The Conservative Party made clear that they would run an anti-Corbyn campaign, attempting to contrast the alleged weaknesses of the leader of the Labour Party with Theresa May’s supposedly superior leadership. An analysis of Tories’ Facebook advertising by LSE researchers Damian Tambini, Nick Anstead and João Carlos Magalhães suggests that this negative campaign included specific instances of demonstrably false or misleading information.
This post is the third in a series that is examining data collected as part of a joint project recently launched by the LSE Media Policy Project and the “Who Targets Me” initiative. In the first post, we considered the 2017 Liberal Democrat Facebook campaign; in the second, Labour’s. The data give an insight into pieces of political advertising which were designed to be viewed by individual users. These messages are not systematically disclosed by political parties on their websites or on their Facebook pages.
As we made clear in our first two posts, our analysis here is exploratory. It is, for example, unclear to what extent our dataset is representative of Conservatives’ online advertising throughout this campaign, and the WhoTargetsMe sample of potential voters, from whose Facebook feeds our data is scraped, may be skewed.
Bearing in mind these problems, we can say that, of the 820 exposures to ads paid for by Conservatives that we analysed, 28% (or 232 items) attacked Corbyn using facts that appear to be false or are clearly manipulated to confound the reader – and sometimes both.

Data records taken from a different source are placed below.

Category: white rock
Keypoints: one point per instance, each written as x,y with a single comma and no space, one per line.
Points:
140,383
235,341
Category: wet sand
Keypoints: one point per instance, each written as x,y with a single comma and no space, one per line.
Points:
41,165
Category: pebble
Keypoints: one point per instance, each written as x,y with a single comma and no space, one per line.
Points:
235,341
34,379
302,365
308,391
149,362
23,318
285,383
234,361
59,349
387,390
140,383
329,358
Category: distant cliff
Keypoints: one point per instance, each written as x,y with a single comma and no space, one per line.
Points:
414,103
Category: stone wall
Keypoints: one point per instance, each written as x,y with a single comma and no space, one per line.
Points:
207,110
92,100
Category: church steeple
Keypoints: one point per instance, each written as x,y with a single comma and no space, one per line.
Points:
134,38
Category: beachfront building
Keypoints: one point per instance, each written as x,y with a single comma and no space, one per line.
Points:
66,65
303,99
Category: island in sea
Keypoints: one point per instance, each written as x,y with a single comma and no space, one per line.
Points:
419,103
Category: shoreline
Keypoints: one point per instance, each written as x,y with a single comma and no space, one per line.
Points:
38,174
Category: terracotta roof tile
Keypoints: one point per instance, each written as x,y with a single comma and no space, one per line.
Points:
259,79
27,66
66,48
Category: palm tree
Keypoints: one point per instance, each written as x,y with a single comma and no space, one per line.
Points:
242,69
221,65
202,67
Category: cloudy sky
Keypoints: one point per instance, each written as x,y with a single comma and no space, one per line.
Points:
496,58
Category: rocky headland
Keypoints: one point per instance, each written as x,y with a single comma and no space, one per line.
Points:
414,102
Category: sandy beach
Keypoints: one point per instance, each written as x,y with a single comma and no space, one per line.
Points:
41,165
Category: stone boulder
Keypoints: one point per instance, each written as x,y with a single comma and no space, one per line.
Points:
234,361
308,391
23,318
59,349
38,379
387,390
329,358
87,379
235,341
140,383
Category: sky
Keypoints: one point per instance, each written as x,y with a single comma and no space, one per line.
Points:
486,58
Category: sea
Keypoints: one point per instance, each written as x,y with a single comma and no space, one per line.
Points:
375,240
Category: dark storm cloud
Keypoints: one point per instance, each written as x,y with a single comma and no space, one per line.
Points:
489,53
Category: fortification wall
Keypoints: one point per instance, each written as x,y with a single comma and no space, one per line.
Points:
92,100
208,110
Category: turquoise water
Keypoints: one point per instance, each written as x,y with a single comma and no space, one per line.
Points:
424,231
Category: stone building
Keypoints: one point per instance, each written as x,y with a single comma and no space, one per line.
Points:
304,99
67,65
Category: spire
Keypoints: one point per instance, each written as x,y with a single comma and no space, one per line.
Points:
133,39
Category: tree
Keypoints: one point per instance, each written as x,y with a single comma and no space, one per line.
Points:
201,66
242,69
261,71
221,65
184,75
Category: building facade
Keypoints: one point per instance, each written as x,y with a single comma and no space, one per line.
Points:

Among them is one of the more prevalent ads in the sample (67 items, or 8% of exposures), a collage of Corbyn’s public appearances in which he talks about his position on matters of security and terrorism. As The Guardian has explained, one video was manipulated to give the impression that Corbyn could not “condemn unequivocally the IRA” The ad implores voters: “On June 9th, this man could be Prime Minister. We can’t let that happen. SHARE this video with everyone you know to make sure it never does.” In fact, Corbyn does say he condemns “all the bombing by the loyalists and the IRA”.
Another even more prevalent ad paid by for the Tories, which appears 82 times (10%) in our sample, compares Corbyn with May and claims that the former wants to “abolish” UK’s armed forces. That would an extreme and unprecedented measure, and, as one can imagine, there’s no evidence that Corbyn intends to apply it. As The Guardian also showed, the Labour manifesto details “armed forces”’ importance in the party’s budget.
One last ad exemplifies how the Conservative tried to confound voters. Corbyn is an open critic of nuclear weapons, and this was a constant source of criticism during the whole campaign. But his manifesto is supportive of nuclear power plants, arguing that the UK “has the world’s oldest nuclear industry, and nuclear will continue to be part of the UK energy supply. We will support further nuclear projects and protect nuclear workers’ jobs and pensions”. Despite this explicit position, the Tories paid to circulate an ad saying the opposite of that. “Jeremy Corbyn wants to shut down nuclear power plants – putting 60,000 jobs at risk. Only a vote for Theresa May’s team will protect jobs and economic security where you live,” the message reads.
Generally, Conservatives used 73% (598) of its 820 ads exposed in our sample to attack Corbyn. They are not, of course, the only ones targeting opponents. As we have shown, both Labour and Lib Dems have done the same. However, while ads by these other parties conveyed simplifying messages, portraying adversaries as weak, immoral or pro-elite, we couldn’t find, at least in our samples, pieces by them using baseless or misleading facts.
This kind of strategy illustrates a key preoccupation of regulators and scholars regarding political propaganda on Facebook. For them, since political ads on the social media platform are shown to users in a personalized way, and not displayed in an open digital repository, for instance, they become resistant to accountability. Such lack of visibility arguably incentivizes smearing opponents in deceiving ways.
At the same time, at least in this case, it is not certain that more transparency would necessarily amount to a less aggressive and more accurate portrait of Corbyn. After all, this kind of depiction of the Labour leader is not so different from his representation in the British press.
In conclusion, whilst our research collaboration with the Who Targets Me project is only beginning, we can already see that there appear to be quite dramatically different approaches between the main parties. The Lib Dems started their Facebook campaign early; using the platform to harvest data through quizzes; Labour have run a euphemistic campaign with a notable lack of the divisive Brexit theme in their ads. And the Conservatives have used the social media platform to run a personalised attack campaign reminiscent of the infamous ‘Demon eyes’ attacks on Tony Blair. What marks this campaign, and links it to the recent Brexit campaigns, is a tendency to exploit the weaker ‘truth filters’ of the Facebook platform, and play fast and loose with facts.
The regulatory implications of this will be interesting. According to the Electoral Commission ‘It is an illegal practice to make or publish a false statement of fact about the personal character or conduct of a candidate in order to affect the return of a candidate at an election.” WhoTargetsMe have a repository of these ads and hopes to foster debate that will ultimately lead to changes in how they are regulated.
This post gives the views of the authors and does not represent the position of the LSE Media Policy Project blog, nor of the London School of Economics and Political Science.